«Неясно, где ты занимаешься пропагандой, а где — преподаёшь».

Что изменилось в пермских школах после того, как семь лет назад приняли закон о запрете пропаганды нетрадиционных отношений
1 марта 2021
Елена Григорьевна (иллюстрации)

 30-летний Дмитрий начал преподавать литературу в одной из школ Мотовилихинского района в середине прошлого года. В первый рабочий день к нему подошла соцпедагог и рассказала, что в седьмом «Б», где он взял классное руководство, учится мальчик, у которого «женское начало в мужском теле».

Когда Дмитрий впервые услышал от соцпедагога про Павлика, то очень удивился и спросил, откуда такое определение, на что Ольга Васильевна сообщила ему, что мальчику поставили диагноз в психиатрической клинике.

— И что, это болезнь? — поинтересовался учитель.

— Ну да, это отклонение от нормы, — ответила она.

Дмитрий говорит, что Ольга Васильевна считает, что «такие дети очень неудобные, и их надо выдавить из школы». Она рекомендовала ему по любому поводу писать на Пашу докладные и, если тот будет плохо учиться, «не натягивать на тройки, а ставить неуд».

Закон о запрете пропаганды нетрадиционных отношений среди несовершеннолетних появился в России в 2013 году. За семь лет, что действует закон, решения о привлечении к ответственности по нему были вынесены около 15 раз, в подавляющем большинстве — по политическим мотивам.
Интернет-журнал «Звезда» выяснил, как «мёртвый» с юридической стороны закон на деле привёл к самоцензуре и страху учителей перед всем, что касается ЛГБТ, сплетням и доносам на школьников, а в некоторых случаях  —  дискриминации ЛГБТ-детей, травле и открытой агрессии со стороны педсостава.

Имена преподавателей изменены, потому что никто из них не согласился говорить открыто из-за страха потерять работу или навредить своим ученикам. Имена детей изменены в соответствии с законом «О защите детей от информации, причиняющей вред их здоровью и развитию».

Моей главной задачей при создании иллюстраций было сделать их максимально похожими на детский рисунок. Когда я ознакомилась со статьей, в моей голове мгновенно возник образ радуги.

Соцпедагог считает, что такие дети принесут оружие и расстреляют половину школы

Павлик красит волосы в розовый цвет и приходит на уроки с лёгким макияжем: может нанести немного блёсток на брови или губы. В школе к этому относятся спокойно и краситься не запрещают.
— У него своеобразное поведение: активная жестикуляция, чувствительность, высокий голос.

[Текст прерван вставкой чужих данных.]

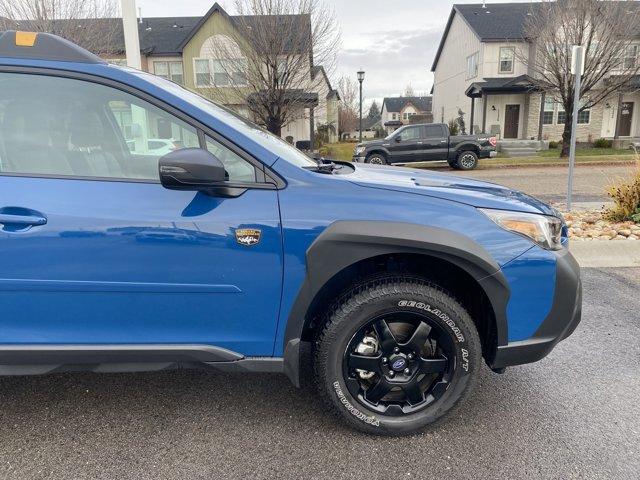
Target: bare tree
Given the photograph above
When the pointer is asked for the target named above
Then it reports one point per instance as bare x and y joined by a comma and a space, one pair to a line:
267, 59
348, 108
605, 28
89, 23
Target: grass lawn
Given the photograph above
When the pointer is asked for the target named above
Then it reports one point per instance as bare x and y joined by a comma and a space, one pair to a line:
587, 152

Кто-то назвал бы это жеманностью, я называю это эмоциональностью, — говорит Дмитрий.

Познакомившись с Павликом поближе, Дмитрий понял, что тот не испытывает дисфории по поводу своего биологического пола, мальчик считает себя мужчиной и говорит о себе в мужском роде. Его перепады настроения и замкнутость, на которые жаловалась Ольга Васильевна, связаны с продолжительным конфликтом с матерью. Ей не нравится, как Павлик изменился: стал увлекаться макияжем, подписался на блогеров по мейкапу, начал краситься сам, фотографироваться и выкладывать фото в своих аккаунтах в соцсетях. Она кричала на него, могла ударить, Павлик отвечал, начиналась драка, мать грозилась отдать его в детский дом или психбольницу.

— Она его называет пидором, а он её — обсоской *** (долбаной), вот так они друг друга и обзывают. Потом дерутся, она выставляет его из дома, — объясняет Дмитрий. — У него просто язык не поворачивается рассказать об этом, а она мне это всё выливает.

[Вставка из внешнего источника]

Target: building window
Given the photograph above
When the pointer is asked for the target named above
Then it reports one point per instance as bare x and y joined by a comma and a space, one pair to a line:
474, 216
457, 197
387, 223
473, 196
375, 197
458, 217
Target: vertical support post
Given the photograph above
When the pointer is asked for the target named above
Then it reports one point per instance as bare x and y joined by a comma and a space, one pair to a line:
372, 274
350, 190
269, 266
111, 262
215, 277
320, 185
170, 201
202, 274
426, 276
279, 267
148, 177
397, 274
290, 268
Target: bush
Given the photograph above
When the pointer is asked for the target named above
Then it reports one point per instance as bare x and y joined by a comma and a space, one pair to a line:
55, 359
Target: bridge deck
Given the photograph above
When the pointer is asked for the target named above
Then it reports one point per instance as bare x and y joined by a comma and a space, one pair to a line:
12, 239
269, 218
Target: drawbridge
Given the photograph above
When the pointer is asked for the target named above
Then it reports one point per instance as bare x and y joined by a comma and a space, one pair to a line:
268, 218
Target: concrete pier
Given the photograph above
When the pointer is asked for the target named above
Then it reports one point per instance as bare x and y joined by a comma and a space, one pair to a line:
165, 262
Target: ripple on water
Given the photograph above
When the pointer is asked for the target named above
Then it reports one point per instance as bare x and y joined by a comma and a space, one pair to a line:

Павлик не получает родительской любви, в их доме ссоры и ругань, поэтому мама злая, у неё сердитые брови, губы скривлены в гримасе, а цветовая гамма совсем не вызывает тёплых чувств.

За год работы Дмитрий видел мать Павлика пару раз, когда она приходила в школу по его просьбе. Потом женщина перестала отвечать на его звонки. Классный руководитель пробовал отправить Павлика к школьному психологу, но у того нет времени на глубокую работу ни с ребёнком, ни с его матерью. В школе слишком много детей, и он может уделять мальчику несколько минут в неделю.

Эти смешочки в учительской по поводу Павлика были всегда

По словам Дмитрия, директор школы знает о ситуации в семье и старается поддерживать Павлика, всегда спрашивает, как у него дела, завуч по внеучебной работе оберегает и курирует его. — Поэтому я был удивлён, когда услышал от социального педагога о том, что Павлик не должен учиться в школе.

Паша почти не общается с парнями из класса, но те его не обижают. Дружит с девчонками, на технологию тоже ходит с ними. В школе нельзя выбрать между технологией для девочек и для мальчиков, и Павлик просто нарушает правила. Учительница по технологии относится к этому с пониманием, но не все преподаватели такие.

«Молодые преподаватели относятся к ЛГБТ либо нейтрально, либо сдержанно негативно: главное, чтобы меня не трогали, — рассказывает Дмитрий. — Они ведут себя так, как будто этого не существует. Среди старшего поколения я вижу яркий негативизм. Вообще, эти смешочки в учительской по поводу Павлика были всегда: типа, ну что, он определился уже? В этом году, к счастью, такого уже нет, потому что я никак такие шутки не поощрял».

Психолог Мария Наймушина вела курсы по повышению квалификации для педагогов и психологов с 2013 по 2019 год. Она говорит, что благодаря закону о запрете нетрадиционных отношений среди несовершеннолетних, с 2013 года ненависть к ЛГБТ начала пропагандироваться на государственном уровне. — И если раньше кто-то имел шансы не знать, кто такие ЛГБТ и как к ним относиться, то теперь знают все, — замечает Мария.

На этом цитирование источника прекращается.